Of course, Dylan is still a master of genre and message here. The violin heavy version of “If Not For You” is brilliantly bittersweet. “Only a Hobo” jumps right past campfire quaintness and digs into trashfire-beneath-the-underpass catharsis. The version of “Highway 61 Revisited”, recorded with the Band at as Isle of Wight show in 1969, is sweetly funky, but still hits all the song’s snarling highlights. The set closes with a demo take of “When I Paint My Masterpiece”, a smartly incomplete finish to a set that presents the possibility of a complete picture of this time in Dylan’s career. It’s Dylan and a piano, and he’s yearning for some end to isolation, for the girl to be there. “She promised she’d be right there with me,” he sings, “when I paint my masterpiece.” The song stretches from there to coliseums and beyond, but that pining for connection remains.
This desire for connection is a striking vein that runs through these songs—and the albums from which they come—mostly because the reason the albums were made, Self Portrait in particular, seemed to be to not only challenge his audience but to push it away, to deny fame and all its trammels. But it didn’t work. Each album charted better than Blonde on Blonde did. He couldn’t escape us, escape his influence, even as he tried to force us into working even harder to figure out what he was up to.
And if Self Portrait was a big thorny, uneven dose of song, and Nashville Skyline and New Morningexcellent but less challenging sets, Another Self Portrait falls in line with those same fates, but perhaps in mirror image. Nashville Skyline and New Morning succeeded in their pleasantness, but Self Portrait—despite being full of old songs, other people’s songs, songs that really weren’t Dylan’s—was undone not by carelessness but rather by too many versions of overworking those songs. To hear the versions here without overdubs, especially “Days of ‘49” and “Copper Kettle”, is to hear Dylan four decades ago hiding behind too much production. Another Self Portrait doesn’t always succeed either, but for a different reason. Versions here like “Working on a Guru” or “If Dogs Run Free” feel too safe by the numbers to be anything other than curiosities in his song catalog. Meanwhile extra versions of “Little Sadie” and “Went to See the Gypsy” that come up later in the collection feel too ragged, even under-thought, to do much more than show us how much better the other takes here, and on record, are.

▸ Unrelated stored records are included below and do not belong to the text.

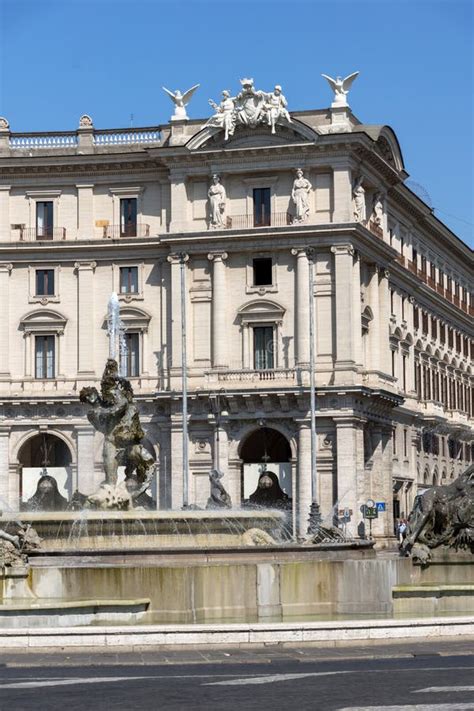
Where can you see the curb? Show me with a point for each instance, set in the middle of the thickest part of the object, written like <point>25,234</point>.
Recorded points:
<point>182,636</point>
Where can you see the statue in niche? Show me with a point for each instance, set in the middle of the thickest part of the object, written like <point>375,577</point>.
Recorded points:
<point>47,496</point>
<point>225,114</point>
<point>340,88</point>
<point>442,515</point>
<point>358,194</point>
<point>300,196</point>
<point>275,107</point>
<point>269,494</point>
<point>378,209</point>
<point>115,414</point>
<point>219,498</point>
<point>180,102</point>
<point>217,202</point>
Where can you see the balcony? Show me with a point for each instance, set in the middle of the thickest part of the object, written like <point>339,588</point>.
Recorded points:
<point>118,231</point>
<point>244,376</point>
<point>32,234</point>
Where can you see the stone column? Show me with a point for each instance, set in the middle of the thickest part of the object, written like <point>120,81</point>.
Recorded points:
<point>85,334</point>
<point>86,478</point>
<point>303,486</point>
<point>345,313</point>
<point>342,189</point>
<point>219,313</point>
<point>302,308</point>
<point>4,463</point>
<point>85,211</point>
<point>179,201</point>
<point>374,326</point>
<point>175,310</point>
<point>5,271</point>
<point>5,233</point>
<point>349,440</point>
<point>385,355</point>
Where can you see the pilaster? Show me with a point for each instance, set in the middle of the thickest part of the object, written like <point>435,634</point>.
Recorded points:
<point>219,311</point>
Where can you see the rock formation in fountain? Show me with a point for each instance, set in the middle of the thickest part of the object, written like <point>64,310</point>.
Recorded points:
<point>442,516</point>
<point>219,498</point>
<point>114,413</point>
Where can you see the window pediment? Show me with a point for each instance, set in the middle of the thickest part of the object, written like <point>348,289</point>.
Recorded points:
<point>43,321</point>
<point>260,310</point>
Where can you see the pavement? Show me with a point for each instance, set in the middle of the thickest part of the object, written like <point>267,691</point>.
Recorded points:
<point>412,676</point>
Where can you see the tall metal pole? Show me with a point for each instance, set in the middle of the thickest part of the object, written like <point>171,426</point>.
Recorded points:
<point>183,258</point>
<point>314,520</point>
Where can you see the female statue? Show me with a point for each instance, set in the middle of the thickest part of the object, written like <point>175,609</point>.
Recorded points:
<point>300,196</point>
<point>217,199</point>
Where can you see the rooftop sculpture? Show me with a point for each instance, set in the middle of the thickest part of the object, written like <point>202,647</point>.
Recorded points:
<point>251,108</point>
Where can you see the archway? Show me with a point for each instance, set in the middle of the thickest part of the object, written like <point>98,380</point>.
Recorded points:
<point>265,449</point>
<point>44,451</point>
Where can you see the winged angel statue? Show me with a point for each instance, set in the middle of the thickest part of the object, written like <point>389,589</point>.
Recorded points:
<point>340,88</point>
<point>180,101</point>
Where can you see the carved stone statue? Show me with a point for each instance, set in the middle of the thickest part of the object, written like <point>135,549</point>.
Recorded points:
<point>275,108</point>
<point>442,515</point>
<point>47,496</point>
<point>180,102</point>
<point>114,414</point>
<point>251,108</point>
<point>217,202</point>
<point>358,194</point>
<point>300,196</point>
<point>225,114</point>
<point>219,498</point>
<point>341,88</point>
<point>378,209</point>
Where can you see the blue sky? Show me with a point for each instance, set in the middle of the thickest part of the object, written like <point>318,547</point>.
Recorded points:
<point>109,58</point>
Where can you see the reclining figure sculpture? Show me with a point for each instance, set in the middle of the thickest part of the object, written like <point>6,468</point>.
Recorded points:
<point>442,516</point>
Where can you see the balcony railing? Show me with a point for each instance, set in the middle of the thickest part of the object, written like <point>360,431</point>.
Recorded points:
<point>256,376</point>
<point>118,231</point>
<point>242,222</point>
<point>28,234</point>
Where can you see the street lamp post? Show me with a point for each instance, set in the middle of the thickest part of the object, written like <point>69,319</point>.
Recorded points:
<point>314,520</point>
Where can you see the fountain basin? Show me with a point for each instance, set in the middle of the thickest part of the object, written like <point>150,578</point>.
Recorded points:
<point>137,529</point>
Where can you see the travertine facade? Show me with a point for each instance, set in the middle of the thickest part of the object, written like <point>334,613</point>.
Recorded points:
<point>90,212</point>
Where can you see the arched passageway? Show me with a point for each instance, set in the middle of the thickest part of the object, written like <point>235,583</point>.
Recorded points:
<point>265,448</point>
<point>44,451</point>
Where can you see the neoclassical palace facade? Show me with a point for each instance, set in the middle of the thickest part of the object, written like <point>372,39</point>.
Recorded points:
<point>219,210</point>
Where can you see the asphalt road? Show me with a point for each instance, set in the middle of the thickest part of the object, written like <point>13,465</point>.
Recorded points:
<point>423,681</point>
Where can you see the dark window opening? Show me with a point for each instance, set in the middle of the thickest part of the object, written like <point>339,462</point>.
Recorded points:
<point>262,271</point>
<point>44,282</point>
<point>261,207</point>
<point>129,280</point>
<point>128,217</point>
<point>44,220</point>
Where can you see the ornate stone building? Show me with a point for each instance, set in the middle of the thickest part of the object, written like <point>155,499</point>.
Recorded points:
<point>138,211</point>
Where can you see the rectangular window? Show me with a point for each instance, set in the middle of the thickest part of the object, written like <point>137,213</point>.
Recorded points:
<point>44,220</point>
<point>130,359</point>
<point>128,217</point>
<point>44,282</point>
<point>263,347</point>
<point>129,280</point>
<point>261,207</point>
<point>262,271</point>
<point>44,357</point>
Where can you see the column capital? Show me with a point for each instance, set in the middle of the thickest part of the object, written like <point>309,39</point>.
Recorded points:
<point>217,256</point>
<point>178,258</point>
<point>85,266</point>
<point>341,249</point>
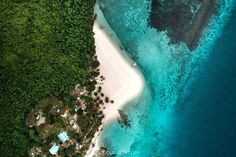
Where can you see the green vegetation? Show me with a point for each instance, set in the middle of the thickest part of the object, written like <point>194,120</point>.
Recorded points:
<point>46,48</point>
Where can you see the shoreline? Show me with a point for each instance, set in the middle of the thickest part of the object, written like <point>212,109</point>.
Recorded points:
<point>122,83</point>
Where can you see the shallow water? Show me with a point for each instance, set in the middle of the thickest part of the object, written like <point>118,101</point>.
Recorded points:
<point>178,83</point>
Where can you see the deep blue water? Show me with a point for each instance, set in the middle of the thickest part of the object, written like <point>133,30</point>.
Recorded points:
<point>205,122</point>
<point>188,104</point>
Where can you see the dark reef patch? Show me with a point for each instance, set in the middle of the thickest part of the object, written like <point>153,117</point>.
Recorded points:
<point>183,20</point>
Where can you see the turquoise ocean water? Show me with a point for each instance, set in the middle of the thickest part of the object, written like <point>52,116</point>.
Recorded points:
<point>174,114</point>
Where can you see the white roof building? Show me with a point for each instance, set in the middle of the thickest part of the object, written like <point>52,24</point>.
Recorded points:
<point>54,149</point>
<point>63,136</point>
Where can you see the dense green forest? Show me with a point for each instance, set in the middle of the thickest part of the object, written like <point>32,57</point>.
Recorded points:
<point>46,47</point>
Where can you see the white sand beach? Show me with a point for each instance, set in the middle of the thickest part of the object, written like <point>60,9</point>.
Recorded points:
<point>122,82</point>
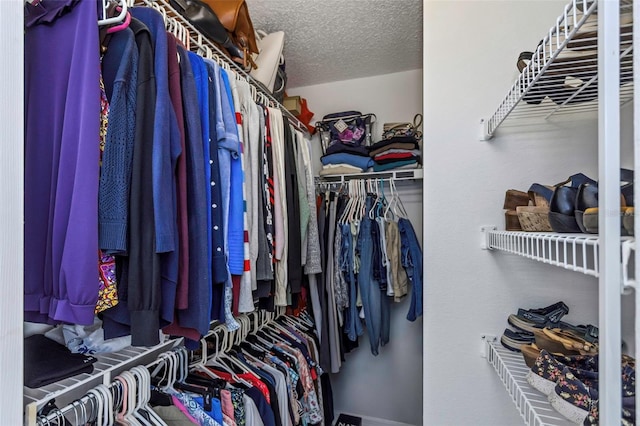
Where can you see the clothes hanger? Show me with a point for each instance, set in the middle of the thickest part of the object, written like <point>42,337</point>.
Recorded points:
<point>116,19</point>
<point>143,380</point>
<point>122,26</point>
<point>399,206</point>
<point>131,407</point>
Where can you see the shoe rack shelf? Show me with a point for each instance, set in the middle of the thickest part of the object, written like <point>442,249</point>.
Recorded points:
<point>574,252</point>
<point>532,405</point>
<point>562,76</point>
<point>104,370</point>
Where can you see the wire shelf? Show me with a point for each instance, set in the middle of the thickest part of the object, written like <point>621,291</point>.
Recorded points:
<point>108,366</point>
<point>198,41</point>
<point>396,175</point>
<point>575,252</point>
<point>562,76</point>
<point>533,406</point>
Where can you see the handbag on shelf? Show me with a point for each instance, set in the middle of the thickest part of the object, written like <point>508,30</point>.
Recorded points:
<point>268,59</point>
<point>215,24</point>
<point>347,127</point>
<point>390,130</point>
<point>234,16</point>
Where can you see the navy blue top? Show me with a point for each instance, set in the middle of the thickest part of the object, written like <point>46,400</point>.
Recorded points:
<point>216,131</point>
<point>196,316</point>
<point>166,135</point>
<point>120,75</point>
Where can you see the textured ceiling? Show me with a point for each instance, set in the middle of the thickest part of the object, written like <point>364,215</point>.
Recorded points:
<point>333,40</point>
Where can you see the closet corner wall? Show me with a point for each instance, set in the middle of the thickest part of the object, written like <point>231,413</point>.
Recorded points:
<point>11,214</point>
<point>397,370</point>
<point>470,291</point>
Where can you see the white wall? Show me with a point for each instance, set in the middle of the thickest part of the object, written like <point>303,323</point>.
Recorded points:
<point>11,209</point>
<point>471,51</point>
<point>387,386</point>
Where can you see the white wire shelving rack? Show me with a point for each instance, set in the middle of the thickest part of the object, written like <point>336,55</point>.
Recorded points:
<point>532,405</point>
<point>585,63</point>
<point>104,370</point>
<point>202,45</point>
<point>396,175</point>
<point>574,252</point>
<point>562,75</point>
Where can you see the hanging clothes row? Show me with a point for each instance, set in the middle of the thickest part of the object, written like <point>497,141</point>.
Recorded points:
<point>371,256</point>
<point>162,191</point>
<point>264,373</point>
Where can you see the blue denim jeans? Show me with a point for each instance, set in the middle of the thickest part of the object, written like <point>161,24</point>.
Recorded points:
<point>376,310</point>
<point>352,323</point>
<point>412,263</point>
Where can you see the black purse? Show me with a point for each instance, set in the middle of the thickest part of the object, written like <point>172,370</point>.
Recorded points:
<point>206,21</point>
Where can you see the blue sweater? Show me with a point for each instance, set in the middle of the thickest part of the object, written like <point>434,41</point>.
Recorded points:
<point>216,131</point>
<point>120,74</point>
<point>198,313</point>
<point>235,230</point>
<point>166,136</point>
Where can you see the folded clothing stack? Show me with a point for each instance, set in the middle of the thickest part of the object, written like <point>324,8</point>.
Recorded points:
<point>399,152</point>
<point>342,158</point>
<point>46,362</point>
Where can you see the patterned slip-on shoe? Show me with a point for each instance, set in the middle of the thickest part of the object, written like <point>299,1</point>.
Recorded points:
<point>547,370</point>
<point>572,398</point>
<point>577,399</point>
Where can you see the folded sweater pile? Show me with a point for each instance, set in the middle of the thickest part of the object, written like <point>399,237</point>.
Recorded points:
<point>394,153</point>
<point>342,158</point>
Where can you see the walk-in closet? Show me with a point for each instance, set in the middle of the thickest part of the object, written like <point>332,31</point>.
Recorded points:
<point>307,310</point>
<point>524,93</point>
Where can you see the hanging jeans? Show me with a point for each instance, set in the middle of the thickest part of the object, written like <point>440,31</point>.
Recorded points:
<point>412,262</point>
<point>369,287</point>
<point>380,276</point>
<point>352,324</point>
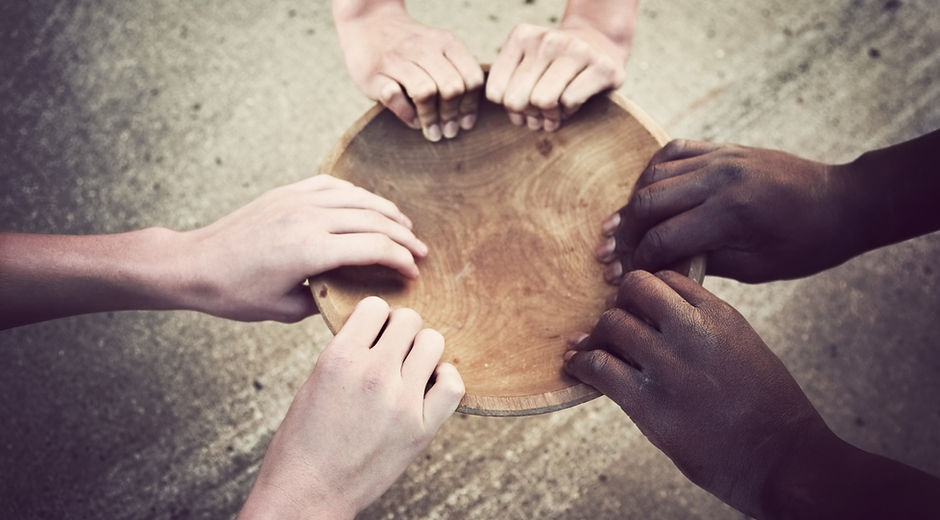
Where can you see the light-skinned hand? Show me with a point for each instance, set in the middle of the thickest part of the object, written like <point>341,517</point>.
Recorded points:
<point>703,387</point>
<point>543,75</point>
<point>252,263</point>
<point>699,383</point>
<point>425,76</point>
<point>359,420</point>
<point>757,214</point>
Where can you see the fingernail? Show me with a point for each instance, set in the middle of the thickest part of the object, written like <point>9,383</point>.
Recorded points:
<point>611,224</point>
<point>467,121</point>
<point>433,133</point>
<point>450,129</point>
<point>605,250</point>
<point>611,300</point>
<point>576,339</point>
<point>613,272</point>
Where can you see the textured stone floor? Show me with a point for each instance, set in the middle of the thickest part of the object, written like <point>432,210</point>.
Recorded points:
<point>116,115</point>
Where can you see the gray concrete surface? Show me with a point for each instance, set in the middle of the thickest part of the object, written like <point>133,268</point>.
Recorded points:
<point>122,114</point>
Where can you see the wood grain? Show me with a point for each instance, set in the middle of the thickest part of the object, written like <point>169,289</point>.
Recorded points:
<point>511,217</point>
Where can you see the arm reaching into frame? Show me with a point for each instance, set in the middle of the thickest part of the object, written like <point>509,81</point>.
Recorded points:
<point>762,215</point>
<point>360,418</point>
<point>543,75</point>
<point>425,76</point>
<point>704,388</point>
<point>249,265</point>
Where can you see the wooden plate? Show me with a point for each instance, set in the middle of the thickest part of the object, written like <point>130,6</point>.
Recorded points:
<point>511,217</point>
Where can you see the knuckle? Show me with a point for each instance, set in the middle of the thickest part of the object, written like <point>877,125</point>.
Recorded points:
<point>676,146</point>
<point>655,239</point>
<point>607,69</point>
<point>596,361</point>
<point>408,315</point>
<point>373,381</point>
<point>544,101</point>
<point>452,89</point>
<point>423,91</point>
<point>642,204</point>
<point>526,33</point>
<point>453,384</point>
<point>633,279</point>
<point>579,49</point>
<point>374,303</point>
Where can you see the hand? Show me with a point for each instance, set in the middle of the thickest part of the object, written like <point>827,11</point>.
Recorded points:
<point>544,75</point>
<point>360,418</point>
<point>251,264</point>
<point>757,214</point>
<point>700,384</point>
<point>425,76</point>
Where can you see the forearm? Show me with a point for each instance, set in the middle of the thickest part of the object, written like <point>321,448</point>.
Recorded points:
<point>892,193</point>
<point>615,19</point>
<point>44,277</point>
<point>837,480</point>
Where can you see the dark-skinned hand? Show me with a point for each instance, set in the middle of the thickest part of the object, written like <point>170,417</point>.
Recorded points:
<point>757,214</point>
<point>699,383</point>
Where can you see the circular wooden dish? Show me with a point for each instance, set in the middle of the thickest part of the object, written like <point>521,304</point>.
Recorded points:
<point>511,217</point>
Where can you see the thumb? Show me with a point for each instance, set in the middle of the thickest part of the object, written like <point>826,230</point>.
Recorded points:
<point>388,92</point>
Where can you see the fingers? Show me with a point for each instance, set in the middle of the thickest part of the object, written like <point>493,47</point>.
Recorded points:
<point>422,360</point>
<point>391,95</point>
<point>685,287</point>
<point>523,80</point>
<point>422,89</point>
<point>668,197</point>
<point>472,75</point>
<point>625,334</point>
<point>552,72</point>
<point>362,328</point>
<point>443,85</point>
<point>649,298</point>
<point>345,220</point>
<point>444,395</point>
<point>595,78</point>
<point>359,198</point>
<point>450,89</point>
<point>403,325</point>
<point>685,235</point>
<point>546,94</point>
<point>609,375</point>
<point>674,150</point>
<point>503,66</point>
<point>368,249</point>
<point>297,304</point>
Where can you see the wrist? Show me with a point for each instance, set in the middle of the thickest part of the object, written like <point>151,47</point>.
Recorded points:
<point>810,478</point>
<point>614,27</point>
<point>267,502</point>
<point>863,205</point>
<point>346,11</point>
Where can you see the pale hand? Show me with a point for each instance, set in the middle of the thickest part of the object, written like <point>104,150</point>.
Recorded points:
<point>250,265</point>
<point>360,418</point>
<point>700,384</point>
<point>543,75</point>
<point>425,76</point>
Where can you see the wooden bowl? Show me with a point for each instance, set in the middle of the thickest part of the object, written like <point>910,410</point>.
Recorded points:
<point>511,217</point>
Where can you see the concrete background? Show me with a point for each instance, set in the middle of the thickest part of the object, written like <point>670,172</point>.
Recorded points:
<point>121,114</point>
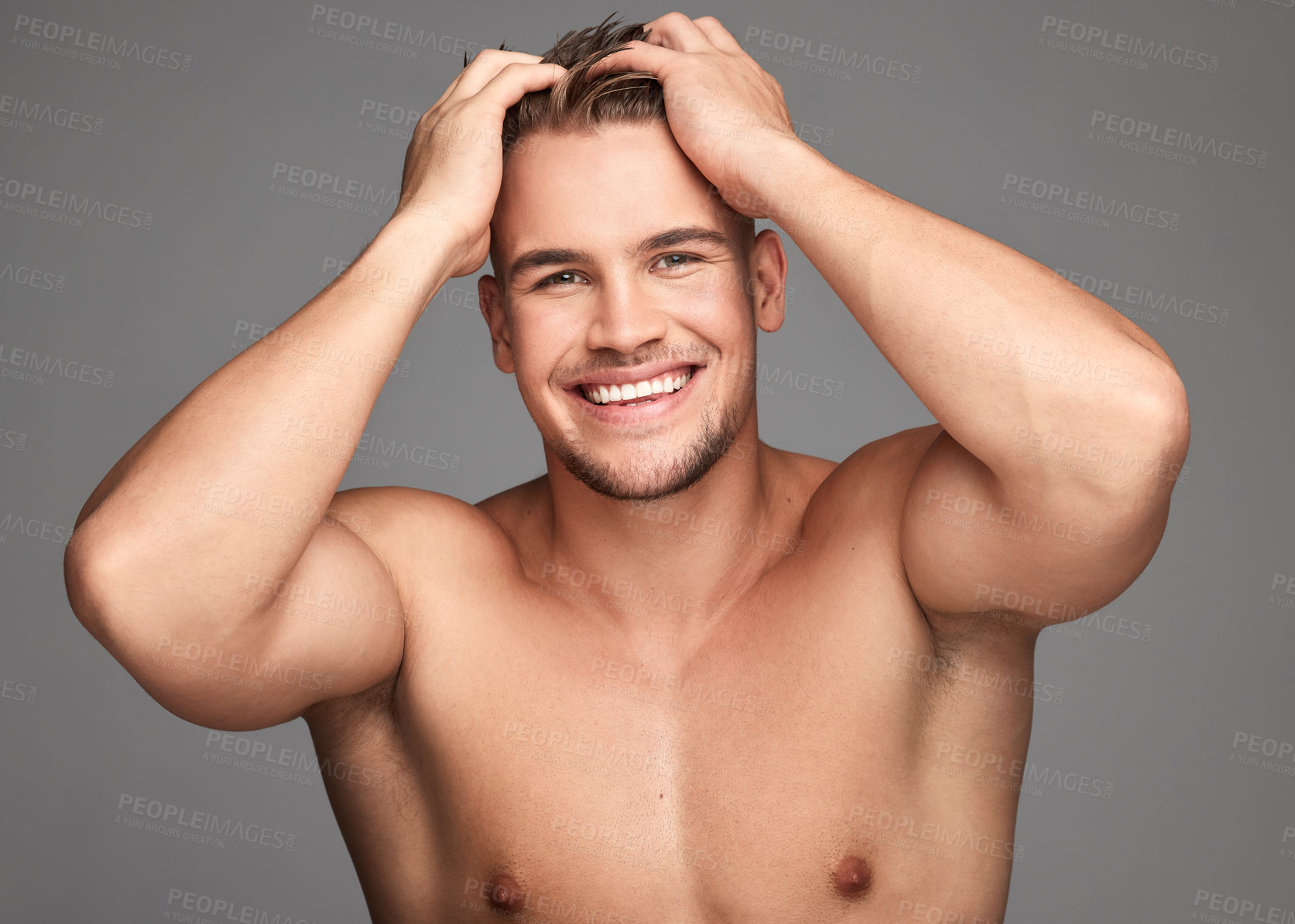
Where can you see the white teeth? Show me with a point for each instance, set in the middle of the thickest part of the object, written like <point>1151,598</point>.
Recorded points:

This is another excellent addition to the Bootleg Series connection, one that reflects the period it represents while also complicating it. Of course we don’t know more about Bob Dylan for hearing these songs, but we do know more about the songs themselves. How they work, how they sometimes don’t, and how tweaking the performance can make their impact even deeper than we expected from one of our most consistent performers, even when this constant chameleon was aiming for inconsistency. After this period he didn’t record again for four years, and that’s always been seen as an absence, but maybe it was just space, time for him (and now, in retrospect, us) to digest all these twists and turns through the tradition of songwriting, through the seemingly reluctant path to fame of one Bob Dylan.